The US Federal Trade Commission (FTC) has settled with a collective of tech support scammers, who were forced to forfeit assets valued at nearly $6 million.
Ever since last year, the FTC has been on a crusade against tech support sites, who are often registered as legal businesses but are peddling unneeded services for non-existent technical issues, just on the edge of legality.
One of these first cases where the FTC got involved was against a conglomerate of companies and individuals, known collectively as Global Access Technical Support.
According to an FTC complaint, these individuals had been running tech support sites that locked people's browsers, claimed to be Apple and Microsoft representatives, and tricked users into believing their computer were having technical issues.
The group charged $200 for "one-time" fixes or $400/year as a recurring payment for a one-year technical support plan.
The FTC filed a complaint last October 2016, but the defendants decided to settle. According to two different settlement agreements the defendants signed this week, they're now banned from marketing or promoting any technical support products or services and from misrepresenting any product or service.
Furthermore, one group of defendants agreed to turn over assets of $5,150,506, while another group agreed to turn over assets of $800,375. The FTC says it will use these funds to provide restitution to victims.
With every passing month, the FTC is intensifying its efforts against tech support scammers. In May, the agency announced Operation Tech Trap, an international effort that resulted in the filing of four other complaints.

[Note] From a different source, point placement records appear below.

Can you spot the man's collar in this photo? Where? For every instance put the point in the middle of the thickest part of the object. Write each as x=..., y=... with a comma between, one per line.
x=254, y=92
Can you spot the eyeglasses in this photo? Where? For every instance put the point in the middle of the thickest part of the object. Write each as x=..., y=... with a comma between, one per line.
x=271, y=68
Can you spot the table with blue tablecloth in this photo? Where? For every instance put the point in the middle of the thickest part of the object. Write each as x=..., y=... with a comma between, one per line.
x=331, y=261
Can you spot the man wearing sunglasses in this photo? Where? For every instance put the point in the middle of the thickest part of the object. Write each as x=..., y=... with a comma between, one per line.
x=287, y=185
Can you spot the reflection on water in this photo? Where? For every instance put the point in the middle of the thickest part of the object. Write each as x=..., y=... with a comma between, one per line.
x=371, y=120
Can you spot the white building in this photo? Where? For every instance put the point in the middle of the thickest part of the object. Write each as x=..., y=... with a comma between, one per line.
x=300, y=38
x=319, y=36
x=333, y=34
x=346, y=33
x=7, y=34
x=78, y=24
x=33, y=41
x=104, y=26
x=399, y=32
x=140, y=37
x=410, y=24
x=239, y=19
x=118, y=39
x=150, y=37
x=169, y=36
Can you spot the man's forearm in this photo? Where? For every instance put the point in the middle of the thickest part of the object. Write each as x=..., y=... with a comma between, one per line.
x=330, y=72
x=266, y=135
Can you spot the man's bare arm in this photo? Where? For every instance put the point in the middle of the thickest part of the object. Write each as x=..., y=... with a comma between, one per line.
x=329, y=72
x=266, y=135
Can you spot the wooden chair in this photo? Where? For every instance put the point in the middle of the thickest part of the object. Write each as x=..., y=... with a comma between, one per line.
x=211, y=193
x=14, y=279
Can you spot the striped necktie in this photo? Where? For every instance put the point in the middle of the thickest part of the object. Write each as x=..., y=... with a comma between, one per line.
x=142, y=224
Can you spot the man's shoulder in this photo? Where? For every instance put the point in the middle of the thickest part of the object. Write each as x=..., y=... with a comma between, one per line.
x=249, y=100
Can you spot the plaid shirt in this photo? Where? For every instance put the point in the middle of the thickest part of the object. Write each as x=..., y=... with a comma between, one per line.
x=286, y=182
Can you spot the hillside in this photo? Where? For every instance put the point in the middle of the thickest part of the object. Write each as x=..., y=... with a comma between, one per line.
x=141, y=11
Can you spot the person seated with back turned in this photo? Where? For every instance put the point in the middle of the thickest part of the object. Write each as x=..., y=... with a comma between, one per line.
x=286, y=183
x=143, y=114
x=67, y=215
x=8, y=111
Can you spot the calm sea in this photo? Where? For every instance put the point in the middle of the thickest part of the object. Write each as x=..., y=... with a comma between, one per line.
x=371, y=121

Additionally, the FTC also announced two settlements against two tech support operations. The first defendant agreed to pay a total of more than $554,000 and to forfeit $1.3 million, while the second agreed to turn over $700,000 in assets to the FTC.
Last but not least, following an FTC complaint where the accused company failed to show up and defend itself, the judge's hammer landed pretty hard on a default judgment that ruled that the tech support scammer iSource USA LLC would have to forfeit a whopping $27 million.
Overall, in the last few months, the FTC has been kicking a** and taking names.